Note: many sources were used for putting this Notebook together, often code and comments are included as-is from the original source. Sources are provided ahead of the content that was taken from them. Thank you to the creators of the many wonderful Geopandas resources already in existance!

# Exploring Geopandas 

First we need to import our libraries

In [None]:
%matplotlib inline

import matplotlib as mpl
import matplotlib.pyplot as plt

from shapely.geometry import Point

import pandas as pd

import geopandas as gpd
from geopandas import GeoSeries, GeoDataFrame

Let's start by making some simple graphs
Source: https://github.com/geohackweek/tutorial_contents

In [None]:
# Let's check the version of the libraries we're using. Do yours look the same as mine?
mpl.__version__, pd.__version__, gpd.__version__

There are two main data structures in GeoPandas, a GeoSeries and a GeoDataFrame. These are subclasses the Pandas Series and DataFrame, respectively.

In [None]:
# Let's create a GeoSeries, a vector where each entry in the vector is a set of shapes corresponding to one observation.
# We'll use a list of shapely Point objects using the Point constructor (note: you can also make Lines and Polygons)
gs = GeoSeries([Point(-120, 45), Point(-121.2, 46), Point(-122.9, 47.5)])
gs

In [None]:
# Check the type and length of our GeoSeries
type(gs), len(gs)

In [None]:
# Coordinates are of no use unless you know their reference system.

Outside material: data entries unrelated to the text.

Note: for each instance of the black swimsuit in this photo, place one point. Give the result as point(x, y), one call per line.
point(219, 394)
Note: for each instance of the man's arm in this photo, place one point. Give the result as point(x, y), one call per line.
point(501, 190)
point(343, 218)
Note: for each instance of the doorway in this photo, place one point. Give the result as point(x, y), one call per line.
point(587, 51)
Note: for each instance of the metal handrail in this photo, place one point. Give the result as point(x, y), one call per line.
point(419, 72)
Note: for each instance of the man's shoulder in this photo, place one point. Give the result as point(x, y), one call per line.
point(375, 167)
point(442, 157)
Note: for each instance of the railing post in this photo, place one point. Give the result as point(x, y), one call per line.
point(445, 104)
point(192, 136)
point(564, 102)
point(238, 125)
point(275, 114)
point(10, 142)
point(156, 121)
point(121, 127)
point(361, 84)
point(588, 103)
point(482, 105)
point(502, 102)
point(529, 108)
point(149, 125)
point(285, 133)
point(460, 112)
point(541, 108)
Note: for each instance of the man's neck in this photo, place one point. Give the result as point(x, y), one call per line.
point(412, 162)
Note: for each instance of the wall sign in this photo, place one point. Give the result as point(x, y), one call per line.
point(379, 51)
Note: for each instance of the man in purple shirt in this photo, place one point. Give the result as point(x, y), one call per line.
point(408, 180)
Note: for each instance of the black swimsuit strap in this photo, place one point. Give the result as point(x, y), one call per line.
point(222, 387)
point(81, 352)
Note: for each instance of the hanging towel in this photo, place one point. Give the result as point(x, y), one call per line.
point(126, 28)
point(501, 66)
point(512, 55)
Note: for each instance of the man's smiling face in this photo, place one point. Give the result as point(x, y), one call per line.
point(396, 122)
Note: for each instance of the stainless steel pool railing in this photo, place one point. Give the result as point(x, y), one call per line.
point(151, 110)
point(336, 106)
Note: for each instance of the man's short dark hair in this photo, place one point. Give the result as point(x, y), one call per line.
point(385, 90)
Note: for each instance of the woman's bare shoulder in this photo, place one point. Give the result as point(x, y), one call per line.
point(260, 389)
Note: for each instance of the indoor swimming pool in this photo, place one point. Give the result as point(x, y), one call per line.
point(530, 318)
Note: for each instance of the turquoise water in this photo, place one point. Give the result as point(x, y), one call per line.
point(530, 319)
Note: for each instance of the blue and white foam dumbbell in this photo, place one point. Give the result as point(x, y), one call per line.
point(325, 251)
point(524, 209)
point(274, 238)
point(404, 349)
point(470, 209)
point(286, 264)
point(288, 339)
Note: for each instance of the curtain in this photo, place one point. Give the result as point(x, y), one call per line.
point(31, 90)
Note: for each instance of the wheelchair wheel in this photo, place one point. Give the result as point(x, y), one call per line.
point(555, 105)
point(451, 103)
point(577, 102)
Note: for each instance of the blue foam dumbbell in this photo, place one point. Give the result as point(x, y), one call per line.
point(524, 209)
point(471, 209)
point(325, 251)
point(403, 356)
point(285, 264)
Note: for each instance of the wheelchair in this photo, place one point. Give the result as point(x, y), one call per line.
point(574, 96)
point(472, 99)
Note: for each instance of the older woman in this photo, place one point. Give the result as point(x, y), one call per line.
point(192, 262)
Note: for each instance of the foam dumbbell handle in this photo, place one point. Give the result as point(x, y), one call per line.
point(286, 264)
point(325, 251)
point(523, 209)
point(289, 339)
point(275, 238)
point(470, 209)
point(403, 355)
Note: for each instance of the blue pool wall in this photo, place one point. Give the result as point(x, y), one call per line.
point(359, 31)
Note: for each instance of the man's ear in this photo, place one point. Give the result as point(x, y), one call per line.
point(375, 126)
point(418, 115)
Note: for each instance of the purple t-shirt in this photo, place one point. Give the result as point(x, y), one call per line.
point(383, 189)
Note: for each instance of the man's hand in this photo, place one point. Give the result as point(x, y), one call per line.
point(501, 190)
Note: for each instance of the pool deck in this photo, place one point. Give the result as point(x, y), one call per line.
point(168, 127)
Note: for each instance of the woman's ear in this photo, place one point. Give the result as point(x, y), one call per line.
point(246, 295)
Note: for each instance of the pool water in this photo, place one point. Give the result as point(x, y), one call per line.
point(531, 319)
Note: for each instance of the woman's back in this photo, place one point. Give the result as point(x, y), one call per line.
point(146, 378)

Set the projection/crs to WGS 84, aka EPSG 4326
gs.crs = {'init': 'epsg:4326'}

In [None]:
# We can plot our points with the plot function, with some customizations
gs.plot(marker='*', color='red', markersize=100, figsize=(4, 4))

# We limit the bounds to our area, but this will happen by default
plt.xlim([-123, -119.8])
plt.ylim([44.8, 47.7]);

In [None]:
# Now let's make a GeoDataFrame, a tabular data structure that contains a GeoSeries
# Let's define a simple dictionary of lists, that we’ll use again later.
data = {'name': ['House', 'Work', 'Pet Store'],
        'lat': [45, 46, 47.5],
        'lon': [-120, -121.2, -122.9]}
print(data)

In [None]:
# Review of using dictionaries
print(list(data.keys()))
print(list(data.values()))
print(data['name'])
print(data['name'][1])

In [None]:
# Review the built-in zip method
x = [1, 2, 3]
y = [4, 5, 6]
zipped = zip(x, y)
list(zipped)

In [None]:
# Now we create a list of Point shapely objects out of the X & Y coordinate lists
# Very important - the geometry is what makes the data spatial
geo = [Point(xy) for xy in zip(data['lon'], data['lat'])]
geo

In [None]:
type(geo)

In [None]:
# We’ll wrap up by creating a GeoSeries where we explicitly define the index values
# The index is how it orients it in a row format
gs = GeoSeries(geo, index=data['name'])
gs

In [None]:
# Create a DataFrame using our GeoSeries
df = pd.DataFrame(data)
print(df)

In [None]:
# This turns our latitude and longitude 
print(type(data['lon']))
data['lon']

In [None]:
# ...into a pandas DataFrame
print(type(df))
df['lon']

In [None]:
# Finally we use the DataFrame and the “list-of-shapely-Point-objects” approach to create a GeoDataFrame. 
gdf = GeoDataFrame(df, geometry=geo)

In [None]:
# There’s nothing new to visualize, but this time we’re using the plot method from a GeoDataFrame, not from a GeoSeries. 
gdf.plot(marker='*', color='green', markersize=50, figsize=(3, 3))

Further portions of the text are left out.